Read that last paragraph again.

Yes, I meant what I wrote.

Hedging COSTS you money in times of volatility because such a fund typically holds individual stocks against an index.  That makes the fund’s volatility to be greater than the index itself by virtue of the fact that it holds less stocks than the total index.  Rather than managing volatility, it locks it into a loss.

The reason is that funds typically mistake “volatility” for “risk.”  The precise opposite is true.  When stocks are cheap, they are at the maximum point of volatility.  Beta is through the roof.  A value investor buys fear and sells complacency.  The control of risk therefore should not be in terms of Beta, but in terms of earnings and price mean reversion.  A stock with an unusually bad earnings year will have a high current P/E because the earnings are down worse than the price, but the regression for both earnings and price indicate that a reversion to the mean would reduce current P/E even as price is increasing, because earnings will be increasing as well.  (Note that I’m talking about current P/E instead of cyclically adjusted P/E).

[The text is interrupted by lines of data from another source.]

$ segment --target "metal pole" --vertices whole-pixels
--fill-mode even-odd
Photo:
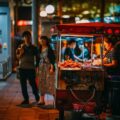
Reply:
[[[38,45],[39,0],[32,0],[32,40]]]
[[[101,22],[104,22],[105,3],[106,3],[105,0],[101,0],[101,13],[100,13]]]

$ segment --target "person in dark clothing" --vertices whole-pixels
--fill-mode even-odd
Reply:
[[[29,104],[29,95],[27,92],[27,80],[29,81],[33,94],[35,95],[36,102],[39,101],[39,94],[37,85],[35,82],[36,78],[36,67],[39,65],[39,51],[37,47],[32,45],[31,33],[25,31],[22,34],[24,43],[17,49],[17,58],[19,59],[19,74],[20,74],[20,85],[22,89],[23,102],[21,105]]]
[[[41,36],[39,45],[39,93],[38,105],[45,104],[45,94],[55,95],[55,54],[47,36]]]
[[[104,38],[106,52],[103,57],[103,66],[108,75],[117,75],[120,70],[120,45],[119,42],[110,38]]]

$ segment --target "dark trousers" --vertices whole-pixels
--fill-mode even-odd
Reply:
[[[29,101],[29,95],[27,91],[27,80],[29,81],[29,84],[32,87],[32,92],[35,96],[36,101],[39,101],[39,94],[37,85],[35,82],[36,73],[34,69],[20,69],[20,84],[21,84],[21,90],[22,95],[24,97],[25,101]]]

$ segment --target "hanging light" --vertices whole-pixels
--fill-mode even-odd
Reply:
[[[48,14],[52,14],[52,13],[54,13],[54,11],[55,11],[55,7],[53,6],[53,5],[47,5],[46,6],[46,8],[45,8],[45,11],[46,11],[46,13],[48,13]]]
[[[41,17],[46,17],[46,16],[47,16],[46,11],[41,11],[41,12],[40,12],[40,16],[41,16]]]

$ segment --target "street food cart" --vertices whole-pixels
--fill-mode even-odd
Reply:
[[[95,112],[101,104],[101,94],[104,90],[105,71],[102,67],[104,34],[119,34],[120,27],[107,23],[81,23],[62,24],[58,25],[57,29],[56,108],[59,110],[59,119],[64,120],[65,110]],[[90,37],[91,59],[82,62],[62,61],[61,36]],[[94,42],[99,43],[101,66],[93,63]]]

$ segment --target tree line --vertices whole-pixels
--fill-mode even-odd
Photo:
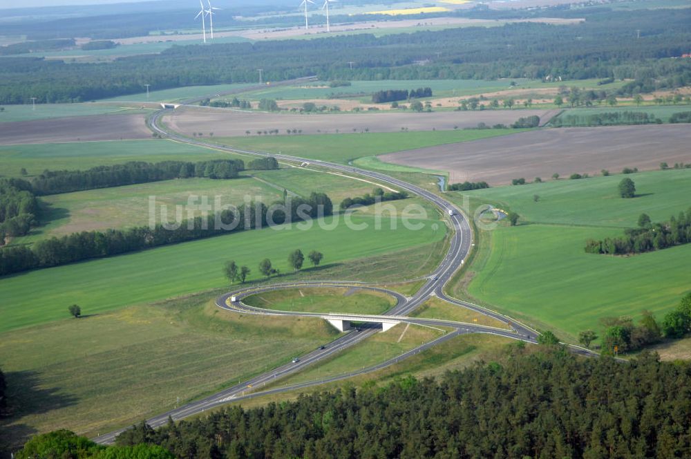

Conversely, a stock with an unusually good year is likely to revert down to the mean instead of up.

All of this brings us to the conclusion that “value” is found when current fundamentals are worse than normal. And risk is reduced by buying stocks that have already terrified investors away.  In other words, buying at the greatest point of perceived risk is the best way to profit as perceived risk begins to fade.

I had an annoying year. Hedge Funds, on the other hand, should have had an extremely bad year.

Tim

 

 

2 comments:

  1. Hi Tim,
    Happy New Year to you and your family. Let’s hope this year will be a good one for investors.
    I have a question: in this first posting of 2015 you showed the results of the sector model and of your personal account. Both results were far beyond what most money managers were able to produce. However, the result for the large portfolio is not visible.
    I have made some quick calculations. I saw that on 1/5/2014 the large portfolio had grown by 28.75% annually and by 2015 the CAGR has ‘shrunk’ to 21.5%, which is still very, very impressive. Probably the result for the year was in the 1% range or so?
    Even the greatest investors have had negative years, so there is no need to feel reluctant to show the figures. Or maybe you just forgot?
    Regards,
    Wil

    ReplyDelete
  2. Hi Wil,

    Haven't had a change to run the numbers yet. I'm thinking it was more like 2%. Steve's sector fund only pulled in 29%.

    Moving day today. New house is in total chaos. Will update soon.